On the phone

Employee on phone: Did you poop? Did you poop today? Will you poop with me when I get home? Okay, we’ll poop together when I get home.

New York, New York

Coworker on phone: And I like them already, they seem pretty cool. Nothing like starting my day with a cute chick showing me her boob.

Alpharetta, Georgia

Overheard by: i wanna see!

Account manager on phone: How can she be a virgin? She’s a doctor! Would you want your doctor to be a virgin? I think by law, you should have to have sex before you are able to practice medicine.

171 Nepean
Ottawa, Ontario

Overheard by: Smithout

Guy on the phone: Yeah, so I’ll just eat a light dinner and when we get there we can share a cowboy… Oh yeah, that sounds much better!

Tucson, AZ

Man on cell: What made you stick a magnet up your nose?

5th & Jackson Streets
Topeka, Kansas

Genius on phone: Hey, man… what’s going on? So I heard that two cops shot a dude, and I was just wondering if it was you.

44th Street & Broadway
New York, New York

Overheard by: Speechless

Manager on phone: She was a nun.

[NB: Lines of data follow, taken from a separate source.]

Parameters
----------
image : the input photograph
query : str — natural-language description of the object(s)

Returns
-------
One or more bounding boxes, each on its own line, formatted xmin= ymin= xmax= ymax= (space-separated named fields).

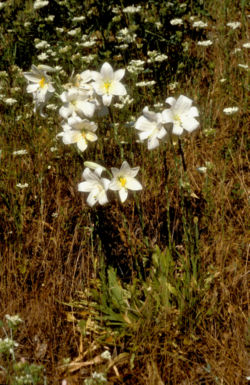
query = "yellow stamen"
xmin=119 ymin=177 xmax=127 ymax=187
xmin=173 ymin=114 xmax=181 ymax=123
xmin=39 ymin=77 xmax=45 ymax=88
xmin=103 ymin=81 xmax=111 ymax=93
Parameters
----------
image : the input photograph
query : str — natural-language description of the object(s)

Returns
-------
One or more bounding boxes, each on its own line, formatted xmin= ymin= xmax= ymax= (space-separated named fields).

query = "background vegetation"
xmin=0 ymin=0 xmax=249 ymax=384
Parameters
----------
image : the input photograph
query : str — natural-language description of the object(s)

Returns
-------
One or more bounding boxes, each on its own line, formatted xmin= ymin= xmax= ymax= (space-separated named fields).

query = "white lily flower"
xmin=91 ymin=62 xmax=126 ymax=106
xmin=59 ymin=87 xmax=96 ymax=119
xmin=78 ymin=168 xmax=110 ymax=207
xmin=135 ymin=107 xmax=168 ymax=150
xmin=58 ymin=116 xmax=98 ymax=152
xmin=162 ymin=95 xmax=199 ymax=135
xmin=109 ymin=161 xmax=142 ymax=203
xmin=84 ymin=161 xmax=107 ymax=176
xmin=23 ymin=64 xmax=55 ymax=104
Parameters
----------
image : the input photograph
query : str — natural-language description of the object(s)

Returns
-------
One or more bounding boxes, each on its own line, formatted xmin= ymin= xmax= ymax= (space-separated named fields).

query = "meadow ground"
xmin=0 ymin=0 xmax=249 ymax=384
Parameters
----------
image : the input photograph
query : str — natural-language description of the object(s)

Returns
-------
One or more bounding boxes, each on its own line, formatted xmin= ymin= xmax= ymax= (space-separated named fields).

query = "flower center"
xmin=39 ymin=77 xmax=46 ymax=88
xmin=103 ymin=81 xmax=111 ymax=93
xmin=173 ymin=114 xmax=182 ymax=124
xmin=119 ymin=176 xmax=127 ymax=187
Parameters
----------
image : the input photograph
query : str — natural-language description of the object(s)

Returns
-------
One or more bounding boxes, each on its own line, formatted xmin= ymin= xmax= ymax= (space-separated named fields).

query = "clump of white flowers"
xmin=33 ymin=0 xmax=49 ymax=10
xmin=197 ymin=40 xmax=213 ymax=47
xmin=223 ymin=107 xmax=239 ymax=115
xmin=23 ymin=59 xmax=200 ymax=207
xmin=78 ymin=161 xmax=143 ymax=205
xmin=226 ymin=21 xmax=241 ymax=29
xmin=192 ymin=21 xmax=208 ymax=28
xmin=170 ymin=18 xmax=183 ymax=26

No, she was a nun! She was a nun! She was! She was a nun! A nun!!

330 Madison Avenue
New York, New York

Math genius on the phone: It doesn’t really matter to me. It’s, like, 12 of one or half a dozen of the other.

333 2nd Avenue
Minneapolis, Minnesota

Overheard by: Over-qualified, obviously

Receptionist: Hello, Ruddman* Media International…Excuse me? A heat index? I’m sorry, I don’t know what you’re talking about…Ruddman Media International…No, no this is not the weather channel.

3 Park Avenue
New York, New York

Overheard by: Why do I work here?

Manager on phone: Yeah, I broke up with him…Yeah, he was okay…Yeah…Yeah…But he just didn’t scale.